New research led by Queen Mary University of London and St Bartholomew's Hospital has shown that by using a combination of immunotherapy and chemotherapy the body's own immune system can be tuned to attack triple-negative breast cancer, extending survival by up to ten months.
The research, which is published today in the New England Journal of Medicine and presented at the European Society for Medical Oncology 2018 Congress in Munich, also showed that the combined treatment reduced the risk of death or the cancer progressing by up to 40 per cent.
Triple-negative breast cancer often affects young women, with many people diagnosed in their 40s or 50s. The standard treatment is chemotherapy, which most patients quickly develop resistance to. If the disease spreads to other parts of the body, survival is often only 12 to 15 months.
The new treatment combines standard weekly chemotherapy with the immunotherapy medication atezolizumab which is given once every two weeks. The combination works by chemotherapy 'roughening up' the surface of the cancer, which enables the immune system to better recognise and therefore fight the cancer as a foreign object.
Author of the trial Professor Peter Schmid, Professor of Cancer Medicine at Queen Mary University of London and Clinical Director of the Breast Cancer Centre at St Bartholomew's Hospital, explained: "These results are a massive step forward. We are changing how triple-negative breast cancer is treated in proving for the first time that immune therapy has a substantial survival benefit. In a combined treatment approach, we are using chemotherapy to tear away the tumour's 'immune-protective cloak' to expose it as well as enabling people's own immune system to get at it.
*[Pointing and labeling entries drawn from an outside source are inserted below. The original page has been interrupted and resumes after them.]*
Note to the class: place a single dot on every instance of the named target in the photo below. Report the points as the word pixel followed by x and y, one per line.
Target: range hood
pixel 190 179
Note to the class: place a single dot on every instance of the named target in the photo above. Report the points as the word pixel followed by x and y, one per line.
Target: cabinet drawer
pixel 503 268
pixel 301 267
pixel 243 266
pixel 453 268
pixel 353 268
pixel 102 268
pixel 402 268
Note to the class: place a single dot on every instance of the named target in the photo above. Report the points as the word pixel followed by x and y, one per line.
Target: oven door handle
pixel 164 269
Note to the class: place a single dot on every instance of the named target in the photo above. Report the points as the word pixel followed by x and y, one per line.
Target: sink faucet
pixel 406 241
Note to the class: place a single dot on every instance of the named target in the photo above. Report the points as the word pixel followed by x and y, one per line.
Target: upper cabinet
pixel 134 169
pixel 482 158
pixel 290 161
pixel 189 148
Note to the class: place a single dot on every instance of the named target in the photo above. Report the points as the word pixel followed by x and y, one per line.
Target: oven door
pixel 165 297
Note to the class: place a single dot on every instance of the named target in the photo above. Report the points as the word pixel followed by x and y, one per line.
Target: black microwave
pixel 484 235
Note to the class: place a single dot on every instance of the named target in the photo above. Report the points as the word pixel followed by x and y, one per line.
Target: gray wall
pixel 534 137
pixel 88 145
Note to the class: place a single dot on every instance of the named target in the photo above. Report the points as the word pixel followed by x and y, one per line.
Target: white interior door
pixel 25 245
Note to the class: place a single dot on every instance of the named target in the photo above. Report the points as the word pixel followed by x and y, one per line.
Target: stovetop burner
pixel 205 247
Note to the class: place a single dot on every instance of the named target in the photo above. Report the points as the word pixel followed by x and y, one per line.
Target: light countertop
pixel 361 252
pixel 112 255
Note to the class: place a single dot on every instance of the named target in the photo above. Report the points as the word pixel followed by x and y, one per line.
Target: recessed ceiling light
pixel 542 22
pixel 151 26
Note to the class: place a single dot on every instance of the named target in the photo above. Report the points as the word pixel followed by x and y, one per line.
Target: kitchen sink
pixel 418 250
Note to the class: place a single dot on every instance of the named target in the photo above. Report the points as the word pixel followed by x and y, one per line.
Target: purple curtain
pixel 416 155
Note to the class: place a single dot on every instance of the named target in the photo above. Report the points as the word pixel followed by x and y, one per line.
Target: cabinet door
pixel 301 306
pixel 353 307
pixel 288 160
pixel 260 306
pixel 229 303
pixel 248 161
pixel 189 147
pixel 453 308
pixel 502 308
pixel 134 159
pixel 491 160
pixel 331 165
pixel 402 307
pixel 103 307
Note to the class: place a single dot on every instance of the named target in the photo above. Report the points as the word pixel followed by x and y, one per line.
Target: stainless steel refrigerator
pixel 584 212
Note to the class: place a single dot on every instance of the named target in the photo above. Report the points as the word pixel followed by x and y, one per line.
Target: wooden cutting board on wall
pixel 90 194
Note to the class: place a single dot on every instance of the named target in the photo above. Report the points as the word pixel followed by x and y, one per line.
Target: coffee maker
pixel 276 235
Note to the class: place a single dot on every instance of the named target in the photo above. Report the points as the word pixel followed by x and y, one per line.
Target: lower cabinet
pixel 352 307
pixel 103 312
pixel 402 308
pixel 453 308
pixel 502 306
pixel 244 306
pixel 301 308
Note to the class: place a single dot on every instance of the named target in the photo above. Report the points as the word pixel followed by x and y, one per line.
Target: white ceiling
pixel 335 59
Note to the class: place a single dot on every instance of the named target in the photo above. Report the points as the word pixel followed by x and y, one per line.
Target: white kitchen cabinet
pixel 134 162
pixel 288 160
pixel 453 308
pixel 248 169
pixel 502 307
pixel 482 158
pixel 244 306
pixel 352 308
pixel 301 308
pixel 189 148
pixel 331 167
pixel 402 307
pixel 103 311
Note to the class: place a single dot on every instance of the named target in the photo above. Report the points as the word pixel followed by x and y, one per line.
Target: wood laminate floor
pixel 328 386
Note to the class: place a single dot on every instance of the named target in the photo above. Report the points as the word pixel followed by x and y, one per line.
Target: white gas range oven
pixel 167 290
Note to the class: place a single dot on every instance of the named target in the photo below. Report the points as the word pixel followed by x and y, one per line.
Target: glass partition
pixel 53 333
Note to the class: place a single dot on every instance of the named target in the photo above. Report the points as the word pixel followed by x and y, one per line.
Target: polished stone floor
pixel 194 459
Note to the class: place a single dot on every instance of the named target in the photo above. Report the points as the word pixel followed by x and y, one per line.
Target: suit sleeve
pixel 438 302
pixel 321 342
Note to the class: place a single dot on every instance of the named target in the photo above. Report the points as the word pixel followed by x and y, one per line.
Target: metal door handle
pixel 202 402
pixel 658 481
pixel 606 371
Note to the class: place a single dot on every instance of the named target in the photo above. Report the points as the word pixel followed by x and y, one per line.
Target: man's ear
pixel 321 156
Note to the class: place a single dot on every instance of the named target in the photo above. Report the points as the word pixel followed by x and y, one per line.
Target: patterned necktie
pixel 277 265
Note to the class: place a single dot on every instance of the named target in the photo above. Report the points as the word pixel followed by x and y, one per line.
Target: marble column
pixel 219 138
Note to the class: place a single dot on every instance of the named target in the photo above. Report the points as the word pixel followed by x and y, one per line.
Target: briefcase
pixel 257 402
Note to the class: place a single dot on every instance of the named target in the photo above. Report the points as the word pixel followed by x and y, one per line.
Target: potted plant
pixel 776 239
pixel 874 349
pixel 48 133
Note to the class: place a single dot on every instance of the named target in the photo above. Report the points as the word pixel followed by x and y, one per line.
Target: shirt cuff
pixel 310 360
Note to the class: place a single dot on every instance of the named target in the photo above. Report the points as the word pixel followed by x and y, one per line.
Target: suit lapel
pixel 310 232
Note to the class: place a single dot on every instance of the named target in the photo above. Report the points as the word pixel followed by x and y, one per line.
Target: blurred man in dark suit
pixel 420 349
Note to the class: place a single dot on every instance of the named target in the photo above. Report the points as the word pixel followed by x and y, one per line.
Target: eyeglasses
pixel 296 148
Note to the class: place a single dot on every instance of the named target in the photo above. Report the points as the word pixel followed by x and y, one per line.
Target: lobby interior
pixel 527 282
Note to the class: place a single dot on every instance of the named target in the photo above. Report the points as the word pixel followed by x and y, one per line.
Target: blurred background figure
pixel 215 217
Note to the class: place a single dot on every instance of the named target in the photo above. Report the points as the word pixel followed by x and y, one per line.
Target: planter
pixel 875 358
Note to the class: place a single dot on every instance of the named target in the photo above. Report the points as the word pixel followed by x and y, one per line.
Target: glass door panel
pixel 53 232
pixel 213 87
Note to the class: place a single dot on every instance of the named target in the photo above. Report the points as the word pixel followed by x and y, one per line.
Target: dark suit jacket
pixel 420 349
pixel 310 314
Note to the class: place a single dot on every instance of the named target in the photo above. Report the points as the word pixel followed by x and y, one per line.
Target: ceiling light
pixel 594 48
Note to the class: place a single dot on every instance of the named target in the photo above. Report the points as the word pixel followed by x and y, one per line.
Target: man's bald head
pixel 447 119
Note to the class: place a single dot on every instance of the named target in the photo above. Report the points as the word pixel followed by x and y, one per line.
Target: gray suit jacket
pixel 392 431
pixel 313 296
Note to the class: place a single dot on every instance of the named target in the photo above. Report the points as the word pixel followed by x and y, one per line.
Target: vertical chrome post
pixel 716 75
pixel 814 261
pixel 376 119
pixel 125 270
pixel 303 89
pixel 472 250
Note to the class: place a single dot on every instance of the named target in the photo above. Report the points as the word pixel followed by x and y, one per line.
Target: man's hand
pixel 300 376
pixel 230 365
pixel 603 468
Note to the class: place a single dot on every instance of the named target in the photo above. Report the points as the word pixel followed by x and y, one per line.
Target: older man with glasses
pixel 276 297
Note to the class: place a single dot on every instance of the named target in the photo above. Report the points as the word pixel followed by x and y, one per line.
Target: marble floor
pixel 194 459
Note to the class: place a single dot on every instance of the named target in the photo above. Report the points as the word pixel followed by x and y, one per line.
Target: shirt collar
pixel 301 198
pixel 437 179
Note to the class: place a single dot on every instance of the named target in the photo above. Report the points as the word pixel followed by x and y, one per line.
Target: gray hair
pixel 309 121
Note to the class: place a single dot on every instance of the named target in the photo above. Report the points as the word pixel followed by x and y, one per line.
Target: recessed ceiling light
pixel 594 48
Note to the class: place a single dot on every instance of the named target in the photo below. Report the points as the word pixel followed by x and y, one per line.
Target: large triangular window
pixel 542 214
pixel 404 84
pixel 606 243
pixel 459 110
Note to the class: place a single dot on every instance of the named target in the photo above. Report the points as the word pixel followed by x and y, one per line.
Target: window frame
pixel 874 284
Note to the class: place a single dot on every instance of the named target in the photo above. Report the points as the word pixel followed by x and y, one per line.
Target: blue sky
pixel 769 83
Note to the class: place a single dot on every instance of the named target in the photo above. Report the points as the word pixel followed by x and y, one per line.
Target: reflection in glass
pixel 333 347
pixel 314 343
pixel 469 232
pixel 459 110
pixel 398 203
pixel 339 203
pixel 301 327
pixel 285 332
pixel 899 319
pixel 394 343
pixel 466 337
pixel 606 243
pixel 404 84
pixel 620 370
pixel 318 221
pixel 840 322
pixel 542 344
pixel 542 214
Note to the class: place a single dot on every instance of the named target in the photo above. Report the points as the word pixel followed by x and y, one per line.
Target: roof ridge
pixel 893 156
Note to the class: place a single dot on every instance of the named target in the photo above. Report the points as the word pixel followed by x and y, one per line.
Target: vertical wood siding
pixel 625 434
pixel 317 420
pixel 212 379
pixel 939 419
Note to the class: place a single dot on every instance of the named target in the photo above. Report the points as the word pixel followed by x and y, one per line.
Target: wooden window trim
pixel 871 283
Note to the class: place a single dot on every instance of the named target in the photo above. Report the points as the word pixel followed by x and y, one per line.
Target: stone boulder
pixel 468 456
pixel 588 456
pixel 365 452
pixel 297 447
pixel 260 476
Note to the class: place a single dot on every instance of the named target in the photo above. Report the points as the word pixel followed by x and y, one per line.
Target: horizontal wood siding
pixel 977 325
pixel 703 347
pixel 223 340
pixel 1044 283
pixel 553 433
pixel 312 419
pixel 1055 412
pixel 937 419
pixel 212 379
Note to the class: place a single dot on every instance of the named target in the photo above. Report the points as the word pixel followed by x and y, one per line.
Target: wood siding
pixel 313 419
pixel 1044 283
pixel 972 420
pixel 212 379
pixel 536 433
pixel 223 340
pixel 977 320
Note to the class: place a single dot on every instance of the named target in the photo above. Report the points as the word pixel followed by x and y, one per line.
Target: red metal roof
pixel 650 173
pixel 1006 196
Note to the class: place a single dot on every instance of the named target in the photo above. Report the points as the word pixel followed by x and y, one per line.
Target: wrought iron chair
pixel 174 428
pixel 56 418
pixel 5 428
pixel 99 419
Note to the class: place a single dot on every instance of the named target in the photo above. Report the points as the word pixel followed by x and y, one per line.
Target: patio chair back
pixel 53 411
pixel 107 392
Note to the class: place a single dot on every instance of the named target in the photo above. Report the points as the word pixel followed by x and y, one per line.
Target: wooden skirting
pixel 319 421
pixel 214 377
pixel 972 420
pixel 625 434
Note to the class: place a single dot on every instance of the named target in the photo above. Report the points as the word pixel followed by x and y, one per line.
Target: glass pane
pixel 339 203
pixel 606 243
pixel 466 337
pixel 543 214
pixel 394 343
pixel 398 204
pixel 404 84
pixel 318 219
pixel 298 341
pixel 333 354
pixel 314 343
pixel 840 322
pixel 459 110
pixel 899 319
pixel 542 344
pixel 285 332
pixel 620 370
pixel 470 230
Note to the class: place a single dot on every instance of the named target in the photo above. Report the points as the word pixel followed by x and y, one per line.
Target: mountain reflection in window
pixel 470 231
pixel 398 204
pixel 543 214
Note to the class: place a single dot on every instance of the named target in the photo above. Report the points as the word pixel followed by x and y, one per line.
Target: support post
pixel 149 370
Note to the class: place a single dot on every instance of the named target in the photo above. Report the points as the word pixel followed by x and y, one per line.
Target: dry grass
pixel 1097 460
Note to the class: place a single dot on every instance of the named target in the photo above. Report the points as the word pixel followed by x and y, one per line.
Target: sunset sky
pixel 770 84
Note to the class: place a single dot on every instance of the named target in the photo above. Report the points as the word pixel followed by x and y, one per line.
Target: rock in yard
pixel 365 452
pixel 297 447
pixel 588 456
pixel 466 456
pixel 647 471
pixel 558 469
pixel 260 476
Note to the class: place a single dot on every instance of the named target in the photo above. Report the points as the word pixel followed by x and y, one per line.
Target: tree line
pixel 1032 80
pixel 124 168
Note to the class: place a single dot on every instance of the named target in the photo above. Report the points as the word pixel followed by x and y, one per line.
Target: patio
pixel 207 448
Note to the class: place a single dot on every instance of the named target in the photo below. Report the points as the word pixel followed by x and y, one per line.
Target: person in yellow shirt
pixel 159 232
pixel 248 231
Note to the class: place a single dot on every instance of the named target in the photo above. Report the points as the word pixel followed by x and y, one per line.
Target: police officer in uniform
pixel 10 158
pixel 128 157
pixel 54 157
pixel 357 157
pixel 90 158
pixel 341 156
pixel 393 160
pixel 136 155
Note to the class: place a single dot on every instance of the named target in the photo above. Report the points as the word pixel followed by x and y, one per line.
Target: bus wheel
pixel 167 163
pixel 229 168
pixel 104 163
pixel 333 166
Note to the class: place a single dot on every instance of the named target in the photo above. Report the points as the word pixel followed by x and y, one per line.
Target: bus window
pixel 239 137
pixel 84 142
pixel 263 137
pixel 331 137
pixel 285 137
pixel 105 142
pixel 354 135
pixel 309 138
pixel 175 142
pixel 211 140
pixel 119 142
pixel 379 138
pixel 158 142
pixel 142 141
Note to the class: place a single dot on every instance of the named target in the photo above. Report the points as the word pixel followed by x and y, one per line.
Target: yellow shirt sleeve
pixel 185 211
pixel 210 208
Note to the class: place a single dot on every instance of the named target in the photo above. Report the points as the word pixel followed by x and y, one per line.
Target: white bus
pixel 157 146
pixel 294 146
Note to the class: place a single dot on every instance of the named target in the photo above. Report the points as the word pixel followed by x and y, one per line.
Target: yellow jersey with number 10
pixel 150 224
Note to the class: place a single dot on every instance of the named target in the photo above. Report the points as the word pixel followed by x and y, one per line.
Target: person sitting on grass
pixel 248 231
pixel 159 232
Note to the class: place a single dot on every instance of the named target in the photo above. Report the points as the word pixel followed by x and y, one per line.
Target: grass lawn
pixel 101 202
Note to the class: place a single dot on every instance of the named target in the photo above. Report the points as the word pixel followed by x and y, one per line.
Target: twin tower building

"Triple-negative breast cancer is an aggressive form of breast cancer; we have been desperately looking for better treatment options. It is particularly tragic that those affected are often young, with many themselves having young families. I'm thrilled that by using a combination of immunotherapy and chemotherapy we are able to significantly extend lives compared to the standard treatment of chemotherapy alone."
Based on the results of this trial this new treatment is currently under review by health authorities and will hopefully become available in the NHS in the near future. In the interim, patients at St Bartholomew's Hospital with triple-negative breast cancer are offered immunotherapy within ongoing trials.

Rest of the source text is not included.